The Hebrew word rendered children derives from
naar used 235 times in the Hebrew Scriptures.
Naar is a very broad root word, and can have reference to anyone from a newborn child to an adult.
Furthermore, the Hebrew word rendered little comes from
qatan, and generally means young or small.
In commenting on this term in 2 Kings 2:23, the
Theological Wordbook of the Old Testament remarks:
Elisha being taunted (cf. qalas, qarah) by young lads (perhaps teen-age ruffians) (II Kgs 2:23) who as members of covenant families ought to have been taught Gods law whereby cursing his servant was tantamount to cursing him and rightly punishable by death (cf. qalal) (Harris, et al., 1980, 2:795).
Obviously, therefore, the immediate context in which
naar is used will determine the maturity of the subject so designated.
Likewise, they weren't killed by God. They were mauled and roughed up quite a bit by bears -- but left alive enough to learn not to be so stupid as to wish a prophet of God dead. If the bears had actually killed them in the process of mauling them, they would have said something the the effect of
mauled them and killed them.
An example of this can be
found in I Kings 13:26:When the prophet who had brought him back from his journey heard of it, he said, "It is the man of God who defied the word of the LORD . The LORD has given him over to the lion, which has mauled him and killed him, as the word of the LORD had warned him."
The young men of Bethel mocked Elisha.

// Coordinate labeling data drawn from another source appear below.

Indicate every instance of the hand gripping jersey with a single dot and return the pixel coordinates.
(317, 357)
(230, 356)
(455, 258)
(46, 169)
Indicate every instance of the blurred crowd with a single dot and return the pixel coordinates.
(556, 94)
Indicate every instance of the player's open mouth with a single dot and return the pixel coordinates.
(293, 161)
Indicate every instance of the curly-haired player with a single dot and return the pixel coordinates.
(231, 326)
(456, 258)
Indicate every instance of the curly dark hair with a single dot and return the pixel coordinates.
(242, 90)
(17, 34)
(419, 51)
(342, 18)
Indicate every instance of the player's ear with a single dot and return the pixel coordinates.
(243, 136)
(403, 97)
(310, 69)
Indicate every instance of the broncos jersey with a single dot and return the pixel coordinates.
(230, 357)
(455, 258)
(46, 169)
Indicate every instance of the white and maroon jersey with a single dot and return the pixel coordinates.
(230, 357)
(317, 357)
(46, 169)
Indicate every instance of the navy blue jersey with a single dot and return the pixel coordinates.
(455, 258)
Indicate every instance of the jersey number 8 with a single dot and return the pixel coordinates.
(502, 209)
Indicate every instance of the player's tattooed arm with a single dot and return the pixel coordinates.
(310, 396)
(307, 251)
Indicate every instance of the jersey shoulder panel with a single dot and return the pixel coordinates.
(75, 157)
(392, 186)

The Hebrew word
qalas means to scoff at, ridicule, or scorn. The term does not suggest innocent conduct.
Note the Lords comment elsewhere: ...they mocked the messengers of God, and despised his words, and scoffed at his prophets, until the wrath of Jehovah arose against his people, till there was no remedy (2 Chron. 36:16).
What most people don't realize is that when they said, "Hey bald head! Why don't you go on up there." they were making a double reference expressing their desire for Elisha's death and making fun of Elijah's ascension at the same time.
It seems as though they didn't believe the account of Elijah going up in the whirlwind. They felt it was a fancy way of saying that he passed on and went to heaven. As such, they were saying, "Why don't you drop dead baldy!"
God apparently "allowed" the animals to correct their arrogance -- quite humorously I might add.
I pray that more people would read it and not treat it like another episode of Jerry Springer.